Island in Hiroshima Bay, Japan

Etajima (江田島), also called Nōmi-jima, Nomijima, Nomi Island, or (江田島・能美島, Etajima-Nōmijima) is an island in Hiroshima Bay located in southwestern Hiroshima Prefecture, Japan. The island name originates from the ancient (and possibly legendary) strait at now town Ōgaki-chō Hitonose (大柿町飛渡瀬).

==Geography==
The island is roughly Y-shaped, with the former Nōmi occupying center, the Okimi - north-western branch, Etajima - north-eastern branch, and Ōgaki - the southern branch. The island's highest peak, mount 宇根山 (Uneyama) 542 m high, is located on the western edge of Nōmi town.

==Transportation==
Since 1973, the island has been connected to the Japanese mainland of Honshu by the Hayase Ōhashi bridge passing through the Kurahashi-jima island.

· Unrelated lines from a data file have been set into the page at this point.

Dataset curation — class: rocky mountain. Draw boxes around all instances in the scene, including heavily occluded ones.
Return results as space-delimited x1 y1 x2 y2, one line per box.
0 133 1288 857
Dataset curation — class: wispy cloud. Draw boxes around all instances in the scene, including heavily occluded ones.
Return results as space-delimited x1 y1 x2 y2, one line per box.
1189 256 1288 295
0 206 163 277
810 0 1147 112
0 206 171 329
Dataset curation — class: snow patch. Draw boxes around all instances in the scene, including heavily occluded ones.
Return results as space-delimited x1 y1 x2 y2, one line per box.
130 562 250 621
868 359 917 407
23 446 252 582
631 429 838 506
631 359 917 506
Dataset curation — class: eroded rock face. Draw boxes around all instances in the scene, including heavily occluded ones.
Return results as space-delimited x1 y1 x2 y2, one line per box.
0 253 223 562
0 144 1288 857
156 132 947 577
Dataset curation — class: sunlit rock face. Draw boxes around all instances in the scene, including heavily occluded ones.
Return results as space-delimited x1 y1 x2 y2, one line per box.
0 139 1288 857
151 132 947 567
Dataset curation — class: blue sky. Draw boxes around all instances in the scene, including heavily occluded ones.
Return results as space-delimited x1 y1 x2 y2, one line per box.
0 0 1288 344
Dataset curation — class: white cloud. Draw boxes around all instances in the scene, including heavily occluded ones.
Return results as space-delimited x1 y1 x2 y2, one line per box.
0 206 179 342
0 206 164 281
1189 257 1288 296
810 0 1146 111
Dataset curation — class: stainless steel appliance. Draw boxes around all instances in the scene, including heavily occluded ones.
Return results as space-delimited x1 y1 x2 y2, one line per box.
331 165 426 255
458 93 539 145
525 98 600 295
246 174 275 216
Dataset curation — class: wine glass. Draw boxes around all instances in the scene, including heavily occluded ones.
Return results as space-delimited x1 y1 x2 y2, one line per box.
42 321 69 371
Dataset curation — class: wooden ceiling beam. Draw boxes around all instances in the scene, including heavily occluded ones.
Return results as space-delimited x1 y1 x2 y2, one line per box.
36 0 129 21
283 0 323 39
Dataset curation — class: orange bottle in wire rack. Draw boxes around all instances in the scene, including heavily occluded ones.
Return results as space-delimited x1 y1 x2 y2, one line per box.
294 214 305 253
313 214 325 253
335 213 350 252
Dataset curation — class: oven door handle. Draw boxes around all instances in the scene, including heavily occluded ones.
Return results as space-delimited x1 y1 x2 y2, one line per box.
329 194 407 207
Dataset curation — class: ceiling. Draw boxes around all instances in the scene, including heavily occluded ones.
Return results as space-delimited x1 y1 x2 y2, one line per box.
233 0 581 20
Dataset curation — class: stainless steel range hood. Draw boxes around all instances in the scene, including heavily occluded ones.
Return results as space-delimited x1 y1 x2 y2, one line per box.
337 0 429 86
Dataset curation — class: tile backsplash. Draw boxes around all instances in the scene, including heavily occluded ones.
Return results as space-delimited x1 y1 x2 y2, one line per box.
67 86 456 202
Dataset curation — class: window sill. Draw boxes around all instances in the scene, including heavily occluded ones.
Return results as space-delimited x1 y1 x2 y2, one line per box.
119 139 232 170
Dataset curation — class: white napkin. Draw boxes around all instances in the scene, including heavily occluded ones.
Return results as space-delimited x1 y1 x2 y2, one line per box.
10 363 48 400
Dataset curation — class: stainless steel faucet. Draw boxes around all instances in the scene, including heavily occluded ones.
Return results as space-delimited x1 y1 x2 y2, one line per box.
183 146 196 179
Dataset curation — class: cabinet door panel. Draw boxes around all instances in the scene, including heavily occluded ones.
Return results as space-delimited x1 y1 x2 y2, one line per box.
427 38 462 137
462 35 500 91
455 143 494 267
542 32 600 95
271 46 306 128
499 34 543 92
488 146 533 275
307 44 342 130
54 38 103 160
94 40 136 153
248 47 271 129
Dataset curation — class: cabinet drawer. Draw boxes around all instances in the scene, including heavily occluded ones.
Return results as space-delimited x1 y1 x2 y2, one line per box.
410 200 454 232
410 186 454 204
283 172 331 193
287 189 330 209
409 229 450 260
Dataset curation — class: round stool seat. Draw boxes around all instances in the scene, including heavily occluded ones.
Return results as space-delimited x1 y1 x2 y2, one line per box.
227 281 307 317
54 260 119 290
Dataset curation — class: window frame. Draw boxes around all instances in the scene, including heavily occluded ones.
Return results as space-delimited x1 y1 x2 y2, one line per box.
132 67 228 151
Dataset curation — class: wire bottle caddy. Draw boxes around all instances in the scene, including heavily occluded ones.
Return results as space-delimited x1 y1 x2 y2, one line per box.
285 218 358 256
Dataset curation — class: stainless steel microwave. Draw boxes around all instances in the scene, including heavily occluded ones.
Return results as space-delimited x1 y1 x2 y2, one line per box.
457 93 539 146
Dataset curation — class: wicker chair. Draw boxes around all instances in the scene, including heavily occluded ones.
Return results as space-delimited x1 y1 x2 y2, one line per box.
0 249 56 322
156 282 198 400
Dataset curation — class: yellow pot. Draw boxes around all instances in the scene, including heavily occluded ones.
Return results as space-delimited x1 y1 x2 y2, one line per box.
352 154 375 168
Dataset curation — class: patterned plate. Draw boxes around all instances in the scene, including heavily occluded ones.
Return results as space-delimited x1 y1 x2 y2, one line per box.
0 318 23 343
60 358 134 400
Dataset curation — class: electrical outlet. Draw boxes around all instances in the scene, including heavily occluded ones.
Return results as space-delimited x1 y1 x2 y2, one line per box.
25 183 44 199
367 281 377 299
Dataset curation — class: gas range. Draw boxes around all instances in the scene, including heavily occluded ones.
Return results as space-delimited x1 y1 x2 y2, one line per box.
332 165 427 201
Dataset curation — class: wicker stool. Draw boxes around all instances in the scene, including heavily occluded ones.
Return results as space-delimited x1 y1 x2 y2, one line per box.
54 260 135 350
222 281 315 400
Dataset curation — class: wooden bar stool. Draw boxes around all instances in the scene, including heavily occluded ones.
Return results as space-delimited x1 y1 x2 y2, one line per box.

The island is served by the national route 487. Also, ferries are available from the cities of Hiroshima and Kure on Honshu island and Matsuyama on Shikoku island.

==History==
The Imperial Japanese Naval Academy was moved to Etajima Island in 1888. While the academy still exists under the name Naval Academy Etajima, modern Etajima focuses on olive cultivation and fish hatcheries in Etajima Bay north of the island.